I’m afraid of churches
that spend more time
checking skirt lengths
than checking their own
power-hungry pastors
who counsel queer teens
straight into therapy
or worse.

I’m afraid of the god
in your Facebook memes,
the one who smites
but never listens.

And I laugh
not nervously,
but with my whole chest
when you confuse
a cis woman in heels
for a trans woman in confidence
and think a drag show
is more dangerous
than your pastor’s Pornhub history.

Whom shall I fear?

Maybe the guy quoting Leviticus
while ignoring the part about shellfish
and the whole love-your-neighbor bit.

Not the trans woman
minding her business at Target.
Not the queer teen
with glitter and a dream.
Not the drag queen
giving life in a small-town bar
where someone finally feels seen.

So miss me
with your misplaced phobias
and sanctified panic.

I’ll be over here—
fearing climate collapse,
corporate greed,
and the next time you say
I’ll pray for you
like it’s a hex.

 

I wrote “Whom Shall I Fear?” before this trip — but this photo is what I meant. Drag queens, trans advocates, Sisters of Perpetual Indulgence, St Pete Pride, and my crew from TransNetwork all showing up in Tallahassee with protest signs, fierce eyeliner, and holy resistance.

 

Backstory: I Thought I Was Healed

This one comes from the gut.

I grew up around verses like “Whom shall I fear?” being tossed around like shields — not to protect the vulnerable, but to justify control. In the Vineyard church, I was part of that culture for years. I sang the songs. I memorized the scripture. I swallowed the shame.

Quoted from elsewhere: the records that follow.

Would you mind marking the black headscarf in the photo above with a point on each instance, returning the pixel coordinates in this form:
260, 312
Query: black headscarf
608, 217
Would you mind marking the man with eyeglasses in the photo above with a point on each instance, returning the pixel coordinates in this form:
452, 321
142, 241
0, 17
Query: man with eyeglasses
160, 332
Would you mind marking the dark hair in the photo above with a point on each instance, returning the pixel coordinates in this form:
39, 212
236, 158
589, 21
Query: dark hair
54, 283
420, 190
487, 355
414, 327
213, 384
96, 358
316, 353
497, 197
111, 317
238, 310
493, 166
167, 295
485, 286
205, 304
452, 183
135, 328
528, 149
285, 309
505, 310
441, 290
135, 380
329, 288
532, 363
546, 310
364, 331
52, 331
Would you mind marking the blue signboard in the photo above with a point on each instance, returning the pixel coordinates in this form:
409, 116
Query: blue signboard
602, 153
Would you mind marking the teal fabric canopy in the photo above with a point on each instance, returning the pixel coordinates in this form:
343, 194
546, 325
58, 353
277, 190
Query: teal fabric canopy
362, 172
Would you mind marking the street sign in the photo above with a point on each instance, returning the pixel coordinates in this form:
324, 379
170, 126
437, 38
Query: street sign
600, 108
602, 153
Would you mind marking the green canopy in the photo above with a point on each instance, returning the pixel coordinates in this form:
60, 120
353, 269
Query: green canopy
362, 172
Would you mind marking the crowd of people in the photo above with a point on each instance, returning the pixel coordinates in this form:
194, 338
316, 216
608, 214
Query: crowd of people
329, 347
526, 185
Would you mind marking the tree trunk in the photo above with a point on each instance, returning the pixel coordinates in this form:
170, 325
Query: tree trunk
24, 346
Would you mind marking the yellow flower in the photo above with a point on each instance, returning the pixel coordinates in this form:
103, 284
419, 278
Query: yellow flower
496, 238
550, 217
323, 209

And I genuinely believed I was doing the right thing.

Now, decades later, I see how fear gets dressed up in god-speak. I’ve watched lawmakers in my own state twist religion into legislation — targeting trans folks, drag queens, and queer joy like it’s some moral crusade. I’ve stood on the steps in Tallahassee, shoulder to shoulder with people I love, telling our representatives: You’re afraid of the wrong things.

It’s wild to see the same playbook run over and over — just with different masks. From gay panic to drag panic to gender panic. They never run out of costumes. But I ran out of patience.

This poem is a reckoning. It’s for the kid I used to be. The queer adults I now fight for. The communities still told to shrink themselves for someone else’s comfort. And it’s for the version of me that finally broke free from all that religious toxicity.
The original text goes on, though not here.